Krukenberg's tumor diagnosed in pregnancy is an uncommon situation that raises both diagnosis and medical management issues. We performed a review of the existing literature regarding this pathology, diagnostic means and therapeutic approaches, motivated by a case in our own practice. A 35-year-old primigravida was diagnosed with an adnexal mass during the first trimester prenatal ultrasound. Ultrasound revealed a 10 cm right adnexal mass with multiple septae, richly vascularized, whose presence and characteristics were confirmed by magnetic resonance imaging. Due to the progressively increasing tumor size, laparoscopy was performed with right adnexectomy and peritoneal biopsies. Histopathology diagnosed a metastatic ovarian tumor from a mucinous colorectal adenocarcinoma. After delivery the patient was further investigated and diagnosed with sigmoid cancer.
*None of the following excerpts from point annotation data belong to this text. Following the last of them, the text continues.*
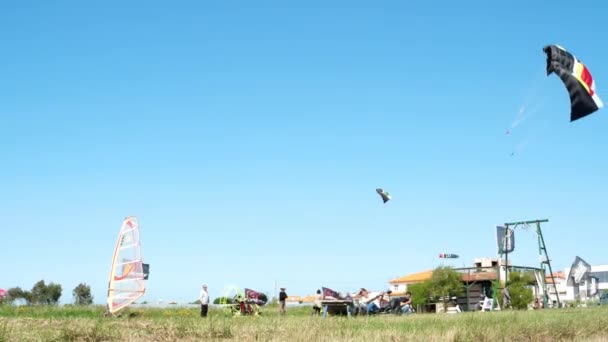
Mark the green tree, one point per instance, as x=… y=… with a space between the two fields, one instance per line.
x=263 y=297
x=14 y=293
x=82 y=294
x=445 y=282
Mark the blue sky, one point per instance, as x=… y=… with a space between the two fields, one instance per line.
x=249 y=139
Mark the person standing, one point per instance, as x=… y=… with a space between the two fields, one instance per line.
x=282 y=299
x=204 y=298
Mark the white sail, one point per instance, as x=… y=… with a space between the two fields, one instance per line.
x=126 y=275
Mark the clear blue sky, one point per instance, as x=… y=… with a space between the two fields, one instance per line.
x=249 y=139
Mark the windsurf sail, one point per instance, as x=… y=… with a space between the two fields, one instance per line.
x=127 y=274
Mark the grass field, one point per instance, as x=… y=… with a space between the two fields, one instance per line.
x=181 y=324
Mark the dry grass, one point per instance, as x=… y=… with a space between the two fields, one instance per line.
x=73 y=324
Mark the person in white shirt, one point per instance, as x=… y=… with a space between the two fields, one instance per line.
x=204 y=298
x=369 y=302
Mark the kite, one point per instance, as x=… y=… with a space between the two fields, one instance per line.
x=448 y=256
x=578 y=81
x=128 y=272
x=385 y=195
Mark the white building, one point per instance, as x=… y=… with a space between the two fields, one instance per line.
x=594 y=283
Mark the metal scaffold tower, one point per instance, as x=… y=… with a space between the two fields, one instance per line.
x=545 y=262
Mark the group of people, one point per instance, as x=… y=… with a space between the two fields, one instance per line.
x=204 y=299
x=370 y=302
x=364 y=302
x=375 y=302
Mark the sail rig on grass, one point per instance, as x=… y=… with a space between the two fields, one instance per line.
x=128 y=272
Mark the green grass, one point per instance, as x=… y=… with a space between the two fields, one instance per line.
x=184 y=324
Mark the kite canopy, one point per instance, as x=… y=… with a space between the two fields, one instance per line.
x=577 y=79
x=385 y=195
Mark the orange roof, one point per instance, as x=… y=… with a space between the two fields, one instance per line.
x=426 y=275
x=477 y=276
x=413 y=278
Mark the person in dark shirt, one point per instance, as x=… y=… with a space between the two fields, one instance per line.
x=406 y=303
x=282 y=299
Even though ovarian cancer in pregnancy is rare, adnexal ultrasound is mandatory when scanning during the first trimester to rule out the presence of associated fallopian or ovarian masses.

妊娠期Krukenberg肿瘤:一例罕见病例及文献回顾。
妊娠期诊断出的克鲁肯伯格瘤是一种罕见的情况,它提出了诊断和医疗管理问题。我们对现有的关于这种病理、诊断手段和治疗方法的文献进行了回顾,这是由我们自己实践中的一个病例引起的。一个35岁的初产妇被诊断为附件肿块在孕早期产前超声。超声示右侧附件肿块,长10cm,有多隔,血管丰富,磁共振证实其存在及特征。由于肿瘤逐渐增大,腹腔镜下行右附件切除术和腹膜活检。组织病理学诊断为卵巢转移性肿瘤,从粘液性结直肠腺癌。分娩后,对患者进行进一步调查并诊断为乙状结肠癌。尽管卵巢癌在妊娠期很少见,但在妊娠早期进行附件超声检查是必须的,以排除相关的输卵管或卵巢肿块的存在。
本文章由计算机程序翻译,如有差异,请以英文原文为准。